Conference Marks 20th Anniversary of Estonian NREN
Privacy and security experts gathered in Tartu on Friday to reflect on some of the most pressing online issues of the last half year and how national research and educational networks (NRENs) can be a hedge against too much government and corporate control of the Internet.
The conference marked the 20th anniversary of EENet, the Estonian Internet backbone that became the first ISP in the country in 1993 and continues to provide bandwidth and other services for researchers, universities and cultural institutions.
Skepticism regarding Big Data was the order of the day from several speakers, such as Internet Society technical outreach director Robin Wilton, who expressed outright worry over algorithms that may in the near future allow unprecedented semantic analysis and tracking.

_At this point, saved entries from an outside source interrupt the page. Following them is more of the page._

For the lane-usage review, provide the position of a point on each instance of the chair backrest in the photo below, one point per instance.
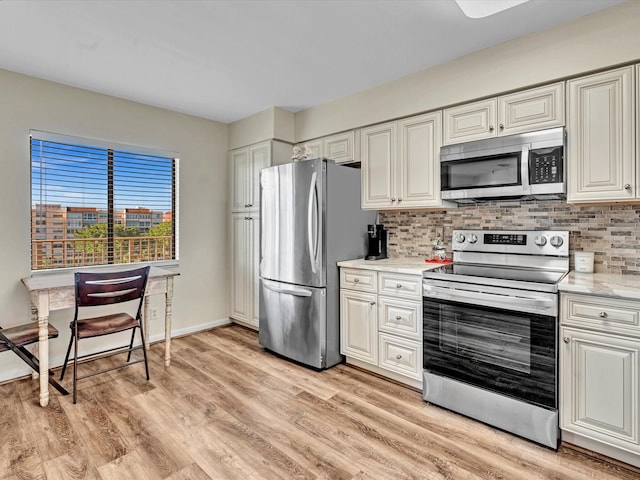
(106, 288)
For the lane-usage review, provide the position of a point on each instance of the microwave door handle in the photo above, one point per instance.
(524, 169)
(467, 296)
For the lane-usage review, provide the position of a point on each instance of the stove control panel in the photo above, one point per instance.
(528, 242)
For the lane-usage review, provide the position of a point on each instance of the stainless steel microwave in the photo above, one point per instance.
(524, 165)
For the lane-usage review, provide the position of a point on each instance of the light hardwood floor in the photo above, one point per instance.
(226, 409)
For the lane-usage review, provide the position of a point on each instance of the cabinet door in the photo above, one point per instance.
(378, 166)
(341, 147)
(359, 326)
(472, 121)
(241, 266)
(253, 244)
(240, 167)
(599, 387)
(314, 149)
(260, 157)
(533, 109)
(600, 138)
(418, 165)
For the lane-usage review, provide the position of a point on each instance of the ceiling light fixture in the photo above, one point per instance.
(484, 8)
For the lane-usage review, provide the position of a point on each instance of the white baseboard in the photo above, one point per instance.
(21, 370)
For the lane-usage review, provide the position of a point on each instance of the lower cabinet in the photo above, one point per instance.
(599, 375)
(381, 323)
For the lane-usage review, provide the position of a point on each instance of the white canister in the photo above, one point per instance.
(583, 262)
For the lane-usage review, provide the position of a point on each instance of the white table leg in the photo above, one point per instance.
(34, 348)
(43, 343)
(146, 314)
(167, 322)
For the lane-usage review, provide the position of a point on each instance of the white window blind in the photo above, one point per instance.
(95, 204)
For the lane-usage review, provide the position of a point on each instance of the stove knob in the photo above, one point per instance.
(556, 241)
(540, 241)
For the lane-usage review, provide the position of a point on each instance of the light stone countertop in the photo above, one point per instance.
(413, 266)
(602, 284)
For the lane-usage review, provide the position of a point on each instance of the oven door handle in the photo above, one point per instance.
(467, 296)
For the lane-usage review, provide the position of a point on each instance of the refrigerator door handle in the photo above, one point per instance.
(312, 222)
(298, 292)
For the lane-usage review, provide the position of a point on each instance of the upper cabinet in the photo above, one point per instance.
(400, 163)
(601, 137)
(245, 166)
(529, 110)
(341, 147)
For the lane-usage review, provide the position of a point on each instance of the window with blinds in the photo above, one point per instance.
(96, 204)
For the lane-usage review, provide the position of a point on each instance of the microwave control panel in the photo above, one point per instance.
(545, 166)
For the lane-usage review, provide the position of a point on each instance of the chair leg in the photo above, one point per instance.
(144, 352)
(66, 359)
(133, 335)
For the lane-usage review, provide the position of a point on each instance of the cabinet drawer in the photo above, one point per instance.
(612, 315)
(400, 317)
(406, 286)
(357, 279)
(400, 355)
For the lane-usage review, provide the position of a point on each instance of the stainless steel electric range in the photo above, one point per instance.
(490, 329)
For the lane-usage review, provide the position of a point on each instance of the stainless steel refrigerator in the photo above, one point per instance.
(310, 219)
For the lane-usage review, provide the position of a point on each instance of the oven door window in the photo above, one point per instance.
(512, 353)
(486, 172)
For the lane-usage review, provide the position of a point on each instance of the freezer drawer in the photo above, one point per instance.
(293, 321)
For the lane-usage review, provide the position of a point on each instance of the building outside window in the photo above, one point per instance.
(113, 204)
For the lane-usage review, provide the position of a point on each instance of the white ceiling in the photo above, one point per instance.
(224, 60)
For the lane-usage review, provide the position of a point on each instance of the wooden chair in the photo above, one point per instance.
(100, 289)
(18, 337)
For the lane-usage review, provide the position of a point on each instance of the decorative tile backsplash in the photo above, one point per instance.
(611, 231)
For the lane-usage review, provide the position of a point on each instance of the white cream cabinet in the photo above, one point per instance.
(400, 163)
(601, 145)
(600, 375)
(381, 323)
(244, 230)
(528, 110)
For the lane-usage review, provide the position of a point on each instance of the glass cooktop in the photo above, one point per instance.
(527, 278)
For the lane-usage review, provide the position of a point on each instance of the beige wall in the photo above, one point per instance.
(273, 123)
(593, 42)
(200, 298)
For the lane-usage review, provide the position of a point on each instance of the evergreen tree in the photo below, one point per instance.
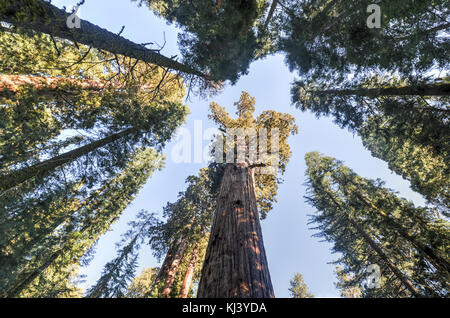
(236, 239)
(142, 283)
(41, 16)
(332, 38)
(119, 272)
(183, 236)
(370, 225)
(219, 38)
(70, 236)
(409, 132)
(298, 288)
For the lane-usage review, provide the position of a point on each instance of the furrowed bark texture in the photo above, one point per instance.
(235, 264)
(41, 16)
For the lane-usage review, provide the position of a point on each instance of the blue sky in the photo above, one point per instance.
(288, 242)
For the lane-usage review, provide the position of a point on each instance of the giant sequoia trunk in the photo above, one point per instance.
(189, 275)
(235, 263)
(41, 16)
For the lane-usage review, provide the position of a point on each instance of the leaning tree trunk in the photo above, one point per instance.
(235, 263)
(187, 281)
(41, 16)
(50, 85)
(436, 89)
(15, 178)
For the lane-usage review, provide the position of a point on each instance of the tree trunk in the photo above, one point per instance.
(235, 264)
(386, 260)
(271, 12)
(437, 261)
(187, 282)
(173, 268)
(41, 16)
(405, 281)
(22, 283)
(420, 90)
(10, 84)
(17, 177)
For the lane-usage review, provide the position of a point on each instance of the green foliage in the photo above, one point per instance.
(59, 240)
(221, 40)
(141, 284)
(411, 133)
(266, 184)
(331, 38)
(412, 238)
(298, 288)
(119, 272)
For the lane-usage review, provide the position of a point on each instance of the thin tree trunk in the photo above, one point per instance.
(405, 281)
(420, 90)
(235, 264)
(17, 177)
(173, 269)
(28, 278)
(437, 261)
(187, 282)
(176, 260)
(386, 259)
(271, 12)
(41, 16)
(10, 84)
(438, 28)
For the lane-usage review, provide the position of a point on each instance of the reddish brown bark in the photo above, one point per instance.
(187, 282)
(173, 269)
(235, 263)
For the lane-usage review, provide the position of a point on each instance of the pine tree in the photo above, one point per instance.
(370, 225)
(298, 288)
(409, 132)
(332, 38)
(75, 232)
(236, 239)
(182, 237)
(142, 283)
(219, 39)
(119, 272)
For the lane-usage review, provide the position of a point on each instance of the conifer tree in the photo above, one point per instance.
(183, 235)
(75, 232)
(409, 132)
(119, 272)
(219, 39)
(370, 225)
(298, 288)
(236, 239)
(41, 16)
(333, 38)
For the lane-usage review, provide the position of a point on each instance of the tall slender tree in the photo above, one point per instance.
(41, 16)
(235, 263)
(363, 219)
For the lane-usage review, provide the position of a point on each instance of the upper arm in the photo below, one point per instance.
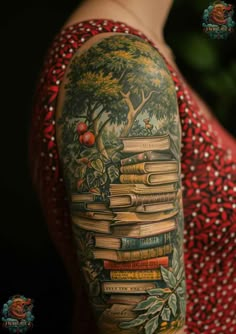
(117, 90)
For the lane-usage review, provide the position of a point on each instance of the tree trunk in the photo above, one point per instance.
(99, 141)
(133, 113)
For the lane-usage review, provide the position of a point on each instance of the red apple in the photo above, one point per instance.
(81, 128)
(81, 139)
(88, 139)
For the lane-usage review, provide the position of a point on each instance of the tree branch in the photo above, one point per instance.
(122, 75)
(97, 117)
(103, 126)
(127, 100)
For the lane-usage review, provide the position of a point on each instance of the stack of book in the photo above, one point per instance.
(133, 232)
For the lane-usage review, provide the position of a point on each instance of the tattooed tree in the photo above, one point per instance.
(104, 89)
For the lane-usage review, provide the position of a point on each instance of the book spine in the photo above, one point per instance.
(137, 265)
(145, 156)
(143, 253)
(136, 199)
(133, 178)
(158, 207)
(78, 206)
(133, 169)
(128, 287)
(127, 300)
(135, 275)
(143, 243)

He also opined about the "creepiness" of the "third, invisible party in the room" on social media sites.
John Dyer, business and tech strategist at TERENA, the European NREN umbrella organization, said there continues to be a need for NRENs and called for more cooperation globally.

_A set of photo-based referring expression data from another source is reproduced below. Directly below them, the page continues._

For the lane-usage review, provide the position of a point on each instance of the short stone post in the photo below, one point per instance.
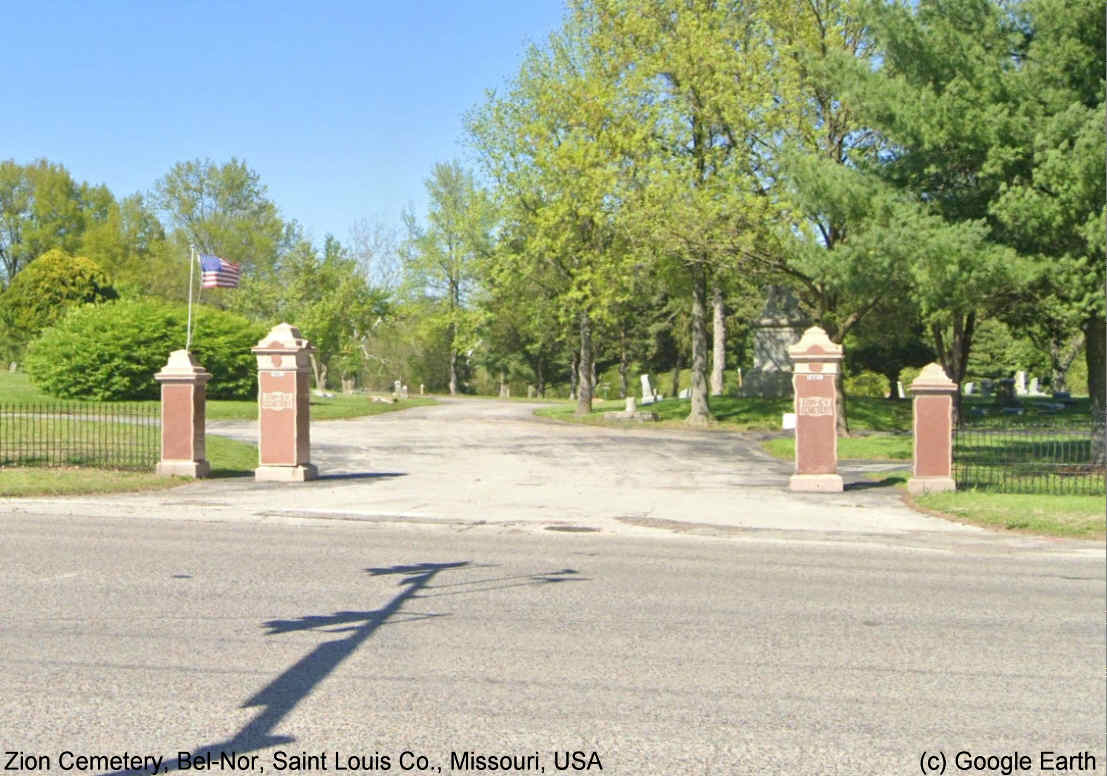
(184, 392)
(816, 360)
(283, 406)
(933, 431)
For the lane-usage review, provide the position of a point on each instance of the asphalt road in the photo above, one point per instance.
(711, 641)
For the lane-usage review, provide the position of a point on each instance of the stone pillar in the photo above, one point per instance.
(816, 360)
(283, 409)
(933, 431)
(184, 392)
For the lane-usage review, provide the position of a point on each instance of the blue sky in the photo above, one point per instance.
(341, 107)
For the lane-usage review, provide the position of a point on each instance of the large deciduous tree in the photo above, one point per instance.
(443, 258)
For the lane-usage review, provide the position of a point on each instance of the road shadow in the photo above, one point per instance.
(297, 682)
(870, 484)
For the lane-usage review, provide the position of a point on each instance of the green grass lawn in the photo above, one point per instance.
(16, 388)
(1080, 517)
(872, 447)
(227, 457)
(743, 414)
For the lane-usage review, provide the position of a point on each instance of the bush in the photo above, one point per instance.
(112, 351)
(43, 291)
(907, 376)
(867, 384)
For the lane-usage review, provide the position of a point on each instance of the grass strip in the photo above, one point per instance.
(1079, 517)
(227, 457)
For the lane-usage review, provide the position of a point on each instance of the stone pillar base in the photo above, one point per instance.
(919, 485)
(286, 474)
(823, 483)
(184, 468)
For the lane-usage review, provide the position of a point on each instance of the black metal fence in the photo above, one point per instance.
(125, 436)
(1062, 458)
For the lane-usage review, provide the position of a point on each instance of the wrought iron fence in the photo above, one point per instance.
(126, 436)
(1061, 458)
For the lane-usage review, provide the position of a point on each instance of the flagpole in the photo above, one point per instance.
(192, 261)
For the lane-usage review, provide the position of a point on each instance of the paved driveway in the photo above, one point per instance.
(492, 465)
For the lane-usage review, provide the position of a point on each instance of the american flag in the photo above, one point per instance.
(216, 272)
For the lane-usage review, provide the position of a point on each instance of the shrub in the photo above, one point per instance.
(112, 351)
(867, 384)
(43, 291)
(907, 376)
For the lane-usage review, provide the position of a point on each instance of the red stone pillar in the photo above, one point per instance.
(816, 361)
(933, 431)
(283, 409)
(184, 393)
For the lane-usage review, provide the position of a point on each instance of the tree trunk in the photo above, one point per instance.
(700, 413)
(1095, 338)
(953, 354)
(585, 382)
(319, 372)
(1062, 355)
(623, 364)
(718, 350)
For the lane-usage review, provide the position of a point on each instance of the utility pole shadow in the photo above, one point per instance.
(282, 694)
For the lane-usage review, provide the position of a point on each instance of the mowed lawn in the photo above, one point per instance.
(227, 457)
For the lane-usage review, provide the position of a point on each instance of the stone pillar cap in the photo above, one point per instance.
(815, 345)
(932, 378)
(182, 366)
(282, 338)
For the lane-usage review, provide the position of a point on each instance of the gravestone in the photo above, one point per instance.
(777, 329)
(283, 406)
(183, 406)
(817, 362)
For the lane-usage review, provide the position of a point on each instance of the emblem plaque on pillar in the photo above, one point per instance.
(933, 431)
(283, 409)
(184, 386)
(816, 364)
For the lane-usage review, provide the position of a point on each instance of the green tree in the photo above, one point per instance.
(43, 291)
(223, 210)
(41, 207)
(443, 258)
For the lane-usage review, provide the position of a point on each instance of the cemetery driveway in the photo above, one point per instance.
(489, 465)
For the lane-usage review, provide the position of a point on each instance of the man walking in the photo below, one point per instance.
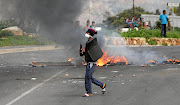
(164, 20)
(92, 53)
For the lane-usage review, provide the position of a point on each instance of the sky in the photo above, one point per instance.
(117, 6)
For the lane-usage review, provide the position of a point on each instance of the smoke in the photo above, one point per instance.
(53, 18)
(137, 57)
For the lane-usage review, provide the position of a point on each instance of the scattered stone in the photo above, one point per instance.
(102, 77)
(120, 75)
(64, 82)
(115, 71)
(74, 82)
(143, 66)
(81, 81)
(134, 75)
(66, 75)
(33, 78)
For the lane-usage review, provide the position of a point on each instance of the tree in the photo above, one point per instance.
(119, 19)
(157, 12)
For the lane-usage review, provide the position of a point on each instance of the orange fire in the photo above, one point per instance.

"The users of NRENs are also users of […] aggregrators like Google and Microsoft. We have lots of users and can use that as a bargaining chip to get what we want. We can act as a broker aggregating requirements of community users, going to the market and getting some good deals on services. We'd be powerful if we could aggregate on the global front."

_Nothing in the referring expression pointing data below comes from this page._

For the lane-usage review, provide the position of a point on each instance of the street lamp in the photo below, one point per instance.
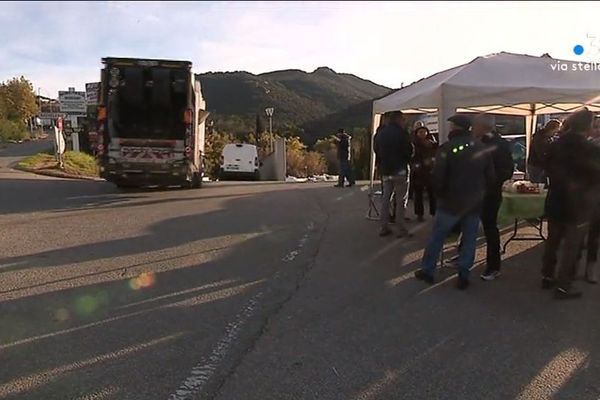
(269, 112)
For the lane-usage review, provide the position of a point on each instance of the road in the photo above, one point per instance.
(261, 291)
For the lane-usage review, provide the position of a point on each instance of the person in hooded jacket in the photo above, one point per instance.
(484, 129)
(421, 170)
(462, 173)
(574, 175)
(344, 154)
(393, 151)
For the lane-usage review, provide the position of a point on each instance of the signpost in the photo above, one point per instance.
(71, 102)
(91, 93)
(59, 141)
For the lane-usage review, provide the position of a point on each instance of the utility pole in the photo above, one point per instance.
(269, 111)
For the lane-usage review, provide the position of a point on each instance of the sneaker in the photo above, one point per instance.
(490, 275)
(462, 283)
(385, 232)
(567, 293)
(404, 234)
(452, 262)
(424, 276)
(548, 282)
(591, 275)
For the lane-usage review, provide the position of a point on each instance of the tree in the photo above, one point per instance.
(327, 147)
(315, 163)
(18, 102)
(295, 156)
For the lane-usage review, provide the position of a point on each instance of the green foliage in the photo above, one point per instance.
(75, 163)
(18, 100)
(215, 141)
(38, 161)
(17, 104)
(302, 163)
(304, 103)
(78, 163)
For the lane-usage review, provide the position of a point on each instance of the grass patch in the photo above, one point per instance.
(76, 163)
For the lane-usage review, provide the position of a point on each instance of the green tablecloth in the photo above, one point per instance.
(521, 206)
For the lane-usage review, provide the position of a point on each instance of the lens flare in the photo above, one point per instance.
(86, 305)
(144, 281)
(62, 314)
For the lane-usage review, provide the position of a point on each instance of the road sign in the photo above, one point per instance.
(72, 102)
(91, 93)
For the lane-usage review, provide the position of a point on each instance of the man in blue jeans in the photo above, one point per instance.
(463, 171)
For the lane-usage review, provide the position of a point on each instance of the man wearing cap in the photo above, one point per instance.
(573, 194)
(393, 151)
(343, 147)
(462, 173)
(484, 129)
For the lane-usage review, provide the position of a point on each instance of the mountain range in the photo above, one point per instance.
(310, 105)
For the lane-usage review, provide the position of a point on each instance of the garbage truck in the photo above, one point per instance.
(150, 123)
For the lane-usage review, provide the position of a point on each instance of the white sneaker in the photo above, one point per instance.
(490, 275)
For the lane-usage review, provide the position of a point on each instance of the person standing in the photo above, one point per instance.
(574, 176)
(484, 129)
(344, 154)
(539, 148)
(463, 171)
(393, 151)
(421, 169)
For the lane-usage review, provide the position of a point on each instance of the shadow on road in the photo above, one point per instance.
(142, 329)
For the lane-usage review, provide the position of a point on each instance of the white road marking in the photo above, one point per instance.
(201, 374)
(205, 369)
(554, 375)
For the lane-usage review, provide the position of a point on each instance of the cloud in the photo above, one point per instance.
(386, 42)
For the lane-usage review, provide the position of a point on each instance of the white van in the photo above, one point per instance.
(239, 161)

Asked whether any NRENs had been terminated, Dyer said no, but added that there was a discernible trend of creeping nationalization, and cited Portugal.
The biggest consumer of EENet, as with many NRENs are theoretical physics research projects like the Large Hadron Collider in Geneva. Estonia's Mario Kadastik, a senior research fellow at the National Institute of Chemical Physics and Biophysics, coordinates one of a number of centers that analyzes data and runs simulations in the quest to determine whether the Higgs boson, an elusive subatomic particle, exists. The volumes of data involved are measured in several petabytes, a unit equal to a million gigabytes.
In his presentation, Dyer made a strong case for extending the benefits of NRENs to the humanities as well. "Not everyone needs an optical path to the LHC, some people just need e-mail."
Other Estonian speakers at the conference included Anto Veldre, the Estonian Information System Authority's computer emergency response team specialist, known for colorful presentations and views often as unbridled as those of electronic freedom activists, and Rain Ottis of the Tallinn University of Technology, who has worked for the NATO cyberdefense center.